Farm Bankruptcies Spiked to Highest Level in Eight Years
2019 was not kind to American farmers.
Farm Bankruptcies Spiked to Highest Level in Eight Years
2019 was not kind to American farmers.
Farm bankruptcies hit an eight-year high in America last year.
Court data released this week showed that farmers filed 595 Chapter 12 bankruptcies in 2019, according to Reuters, a significant increase from the 498 filings in 2018. Chapter 12 is a form of bankruptcy filing that was introduced in the 1980s for farms and fishing operations. There has been a steady rise in these filings over the last five years.

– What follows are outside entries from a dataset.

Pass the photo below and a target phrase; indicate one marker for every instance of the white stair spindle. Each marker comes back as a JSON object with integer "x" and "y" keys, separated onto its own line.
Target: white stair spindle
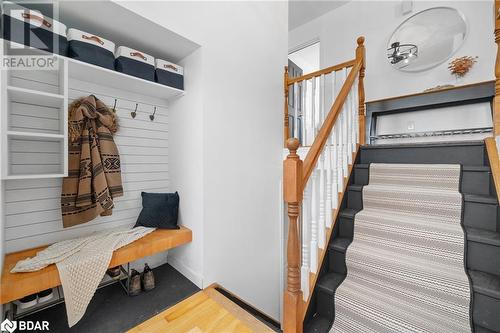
{"x": 335, "y": 186}
{"x": 295, "y": 111}
{"x": 306, "y": 230}
{"x": 322, "y": 104}
{"x": 314, "y": 223}
{"x": 328, "y": 170}
{"x": 356, "y": 109}
{"x": 308, "y": 114}
{"x": 322, "y": 197}
{"x": 304, "y": 113}
{"x": 314, "y": 110}
{"x": 345, "y": 160}
{"x": 340, "y": 159}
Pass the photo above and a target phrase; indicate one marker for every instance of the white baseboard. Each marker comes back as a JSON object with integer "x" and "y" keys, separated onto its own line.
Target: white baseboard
{"x": 186, "y": 271}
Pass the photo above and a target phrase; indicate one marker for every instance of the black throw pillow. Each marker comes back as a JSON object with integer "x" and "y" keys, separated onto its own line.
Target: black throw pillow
{"x": 159, "y": 210}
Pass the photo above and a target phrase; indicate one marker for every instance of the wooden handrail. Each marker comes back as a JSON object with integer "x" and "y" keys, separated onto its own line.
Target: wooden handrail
{"x": 494, "y": 159}
{"x": 326, "y": 128}
{"x": 496, "y": 100}
{"x": 327, "y": 70}
{"x": 289, "y": 81}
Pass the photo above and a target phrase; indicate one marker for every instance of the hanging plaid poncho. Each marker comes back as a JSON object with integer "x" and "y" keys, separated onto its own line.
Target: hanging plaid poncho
{"x": 94, "y": 176}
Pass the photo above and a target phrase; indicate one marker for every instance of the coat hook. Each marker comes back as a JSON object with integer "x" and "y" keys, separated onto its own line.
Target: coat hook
{"x": 134, "y": 113}
{"x": 152, "y": 117}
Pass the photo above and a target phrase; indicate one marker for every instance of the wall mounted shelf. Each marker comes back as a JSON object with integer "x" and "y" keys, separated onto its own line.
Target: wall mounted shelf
{"x": 90, "y": 73}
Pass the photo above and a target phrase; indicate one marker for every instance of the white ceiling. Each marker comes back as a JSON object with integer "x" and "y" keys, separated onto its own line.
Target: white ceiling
{"x": 303, "y": 11}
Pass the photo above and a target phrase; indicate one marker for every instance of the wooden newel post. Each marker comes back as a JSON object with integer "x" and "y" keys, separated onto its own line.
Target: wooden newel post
{"x": 286, "y": 127}
{"x": 361, "y": 55}
{"x": 292, "y": 189}
{"x": 496, "y": 100}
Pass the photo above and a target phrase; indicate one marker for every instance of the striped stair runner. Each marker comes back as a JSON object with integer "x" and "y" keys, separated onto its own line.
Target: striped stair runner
{"x": 405, "y": 266}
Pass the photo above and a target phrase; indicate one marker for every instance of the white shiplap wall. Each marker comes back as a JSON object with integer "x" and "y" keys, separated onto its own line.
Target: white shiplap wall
{"x": 32, "y": 207}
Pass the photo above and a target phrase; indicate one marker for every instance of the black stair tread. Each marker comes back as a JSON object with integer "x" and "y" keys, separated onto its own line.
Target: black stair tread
{"x": 330, "y": 281}
{"x": 348, "y": 213}
{"x": 480, "y": 168}
{"x": 484, "y": 199}
{"x": 354, "y": 187}
{"x": 486, "y": 284}
{"x": 340, "y": 244}
{"x": 318, "y": 324}
{"x": 424, "y": 144}
{"x": 483, "y": 236}
{"x": 480, "y": 329}
{"x": 362, "y": 166}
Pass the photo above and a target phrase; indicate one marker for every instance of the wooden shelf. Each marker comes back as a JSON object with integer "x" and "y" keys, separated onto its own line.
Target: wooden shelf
{"x": 29, "y": 96}
{"x": 35, "y": 135}
{"x": 35, "y": 176}
{"x": 82, "y": 71}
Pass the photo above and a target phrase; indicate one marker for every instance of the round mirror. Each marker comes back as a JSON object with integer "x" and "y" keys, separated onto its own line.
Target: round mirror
{"x": 426, "y": 39}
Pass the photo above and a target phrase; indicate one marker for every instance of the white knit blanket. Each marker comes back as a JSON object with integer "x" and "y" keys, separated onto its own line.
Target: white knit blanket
{"x": 82, "y": 263}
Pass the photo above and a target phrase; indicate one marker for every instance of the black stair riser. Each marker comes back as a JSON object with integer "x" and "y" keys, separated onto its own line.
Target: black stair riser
{"x": 361, "y": 176}
{"x": 486, "y": 312}
{"x": 477, "y": 182}
{"x": 354, "y": 199}
{"x": 336, "y": 261}
{"x": 346, "y": 227}
{"x": 483, "y": 257}
{"x": 481, "y": 216}
{"x": 453, "y": 154}
{"x": 324, "y": 303}
{"x": 477, "y": 329}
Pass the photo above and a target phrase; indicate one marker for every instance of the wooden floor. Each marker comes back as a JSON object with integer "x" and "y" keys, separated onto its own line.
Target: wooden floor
{"x": 206, "y": 311}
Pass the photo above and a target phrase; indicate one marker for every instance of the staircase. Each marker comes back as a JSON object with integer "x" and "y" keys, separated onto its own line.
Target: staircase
{"x": 481, "y": 220}
{"x": 323, "y": 177}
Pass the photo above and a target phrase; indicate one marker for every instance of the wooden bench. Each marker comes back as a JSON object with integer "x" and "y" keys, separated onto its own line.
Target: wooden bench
{"x": 18, "y": 285}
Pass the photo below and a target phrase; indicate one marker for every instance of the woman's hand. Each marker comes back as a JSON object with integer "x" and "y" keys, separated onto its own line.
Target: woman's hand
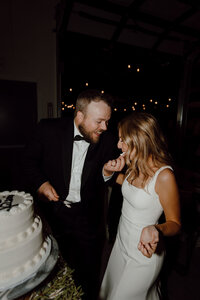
{"x": 148, "y": 240}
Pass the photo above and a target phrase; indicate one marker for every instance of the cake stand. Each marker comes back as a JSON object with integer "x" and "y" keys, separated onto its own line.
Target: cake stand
{"x": 41, "y": 274}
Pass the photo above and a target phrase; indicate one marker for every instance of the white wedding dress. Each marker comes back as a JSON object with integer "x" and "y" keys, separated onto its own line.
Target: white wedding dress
{"x": 130, "y": 275}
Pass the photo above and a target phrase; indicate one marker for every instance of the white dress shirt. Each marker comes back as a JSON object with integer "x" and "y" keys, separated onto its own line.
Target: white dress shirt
{"x": 79, "y": 152}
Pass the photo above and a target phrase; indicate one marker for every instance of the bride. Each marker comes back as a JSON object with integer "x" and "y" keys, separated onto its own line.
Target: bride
{"x": 148, "y": 187}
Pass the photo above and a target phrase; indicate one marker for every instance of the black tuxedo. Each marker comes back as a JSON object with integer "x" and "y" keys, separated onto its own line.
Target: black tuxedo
{"x": 48, "y": 157}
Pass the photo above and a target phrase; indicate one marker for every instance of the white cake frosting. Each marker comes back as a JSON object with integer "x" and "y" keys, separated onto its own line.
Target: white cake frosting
{"x": 22, "y": 246}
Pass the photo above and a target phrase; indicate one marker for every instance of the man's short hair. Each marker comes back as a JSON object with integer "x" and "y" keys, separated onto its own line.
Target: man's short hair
{"x": 88, "y": 96}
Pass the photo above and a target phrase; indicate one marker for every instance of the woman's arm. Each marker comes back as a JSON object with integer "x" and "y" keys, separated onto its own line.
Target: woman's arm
{"x": 167, "y": 190}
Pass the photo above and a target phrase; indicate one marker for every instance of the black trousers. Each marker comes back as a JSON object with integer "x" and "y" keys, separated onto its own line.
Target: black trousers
{"x": 80, "y": 245}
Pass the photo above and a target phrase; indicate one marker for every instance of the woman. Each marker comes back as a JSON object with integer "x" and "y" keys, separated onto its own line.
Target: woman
{"x": 149, "y": 188}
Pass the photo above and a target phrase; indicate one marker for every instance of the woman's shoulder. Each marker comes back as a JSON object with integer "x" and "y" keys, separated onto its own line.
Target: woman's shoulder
{"x": 165, "y": 175}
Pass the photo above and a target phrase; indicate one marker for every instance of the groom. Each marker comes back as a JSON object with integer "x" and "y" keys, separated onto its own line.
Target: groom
{"x": 64, "y": 168}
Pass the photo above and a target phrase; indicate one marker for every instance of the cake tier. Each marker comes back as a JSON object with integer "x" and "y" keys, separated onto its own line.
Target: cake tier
{"x": 16, "y": 213}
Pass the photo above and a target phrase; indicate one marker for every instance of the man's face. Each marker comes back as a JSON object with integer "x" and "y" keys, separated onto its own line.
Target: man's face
{"x": 94, "y": 121}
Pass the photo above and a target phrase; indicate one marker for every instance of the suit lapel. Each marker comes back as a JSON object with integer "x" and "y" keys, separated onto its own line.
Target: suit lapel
{"x": 89, "y": 162}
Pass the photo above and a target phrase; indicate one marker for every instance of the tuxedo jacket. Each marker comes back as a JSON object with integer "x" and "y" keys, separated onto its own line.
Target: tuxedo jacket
{"x": 48, "y": 157}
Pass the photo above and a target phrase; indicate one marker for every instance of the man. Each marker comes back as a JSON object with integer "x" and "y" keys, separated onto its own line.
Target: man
{"x": 67, "y": 173}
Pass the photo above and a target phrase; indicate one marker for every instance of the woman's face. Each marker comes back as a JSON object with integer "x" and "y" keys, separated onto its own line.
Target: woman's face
{"x": 121, "y": 144}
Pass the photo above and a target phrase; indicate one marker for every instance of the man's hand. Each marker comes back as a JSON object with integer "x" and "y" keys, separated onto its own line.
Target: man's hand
{"x": 115, "y": 165}
{"x": 46, "y": 191}
{"x": 148, "y": 240}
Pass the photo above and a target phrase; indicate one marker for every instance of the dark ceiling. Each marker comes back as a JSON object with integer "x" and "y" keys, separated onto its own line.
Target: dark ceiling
{"x": 170, "y": 26}
{"x": 99, "y": 39}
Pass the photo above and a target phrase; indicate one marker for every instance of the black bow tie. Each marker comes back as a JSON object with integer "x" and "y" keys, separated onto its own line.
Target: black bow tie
{"x": 79, "y": 138}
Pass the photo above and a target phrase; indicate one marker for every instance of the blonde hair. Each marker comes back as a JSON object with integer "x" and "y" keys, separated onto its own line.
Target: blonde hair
{"x": 142, "y": 134}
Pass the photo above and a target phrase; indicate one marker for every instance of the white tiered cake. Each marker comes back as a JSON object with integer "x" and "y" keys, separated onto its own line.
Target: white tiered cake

We reported back in November that farm bankruptcies had increased by 24 percent leading up to September compared to the year before. That was according to an analysis carried out by the American Farm Bureau, which also showed that farmers were hardest hit by bankruptcy in Wisconsin, Georgia, Nebraska and Kansas.
These numbers were hardly shocking to economists, as 2019 saw farmers suffer through increasingly extreme weather conditions, the trade war with China, and low commodity prices.
The situation still isn’t quite as bad as the economic hardships suffered at the height of the 1980s farm crisis, when there was a wave of farmer suicides sparked by financial stress. But these numbers are still worrying, and they are still high despite the fact that the USDA has been trying to lessen the blow with billions of dollars in bailout packages for farmers.